A meeting between the quartet and political parties' leaders is due Tuesday to establish the next work schedule.

The completion of the three processes (governmental, constituent and electoral), is also on the agenda, according to Ameur Larayedh.

Constitutionalist and member of the expert commission appointed by the quartet, Yadh Ben Achour said the commission expressed a favourable opinion over the text of the Constitution in light of the consensus reached in the Consensus Commission.

The current text, he said, by far "better" than the draft Constitution of June 1, 2013 after adding key points that led to the drafting of a text acceptable by all Tunisians.

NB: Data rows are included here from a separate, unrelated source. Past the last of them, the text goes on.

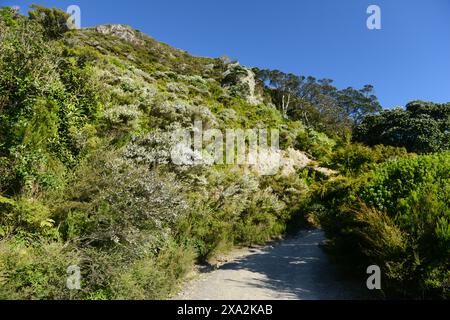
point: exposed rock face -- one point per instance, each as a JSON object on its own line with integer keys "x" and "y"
{"x": 121, "y": 31}
{"x": 242, "y": 80}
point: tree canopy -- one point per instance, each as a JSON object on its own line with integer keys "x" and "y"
{"x": 422, "y": 127}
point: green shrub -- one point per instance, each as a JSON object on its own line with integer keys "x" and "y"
{"x": 398, "y": 217}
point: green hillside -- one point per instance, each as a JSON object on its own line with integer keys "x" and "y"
{"x": 87, "y": 178}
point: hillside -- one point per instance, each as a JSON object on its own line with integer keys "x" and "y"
{"x": 89, "y": 177}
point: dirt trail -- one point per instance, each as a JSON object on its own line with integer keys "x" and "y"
{"x": 295, "y": 268}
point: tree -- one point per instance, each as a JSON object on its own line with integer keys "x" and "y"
{"x": 422, "y": 127}
{"x": 285, "y": 87}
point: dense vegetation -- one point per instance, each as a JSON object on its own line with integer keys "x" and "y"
{"x": 422, "y": 127}
{"x": 86, "y": 177}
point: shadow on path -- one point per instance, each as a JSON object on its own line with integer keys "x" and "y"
{"x": 295, "y": 268}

In this connection, he reviewed the "positive points of the final draft Constitution like articles 1 and 2 (which define the nature of the Tunisian state), article 6 (related to freedom of consciousness) and article 48 in its new version (relates to the protection of rights and freedoms.

On this last article, Yadh Ben Achour said it is in harmony with the international standards, since it not only determines rights and freedoms by referring to the law but requires compliance with their essence.

However, Yadh Ben Achour expressed reservations about several points related to the constitutional court, transitional provisions and the judiciary which, he said, must be clarified.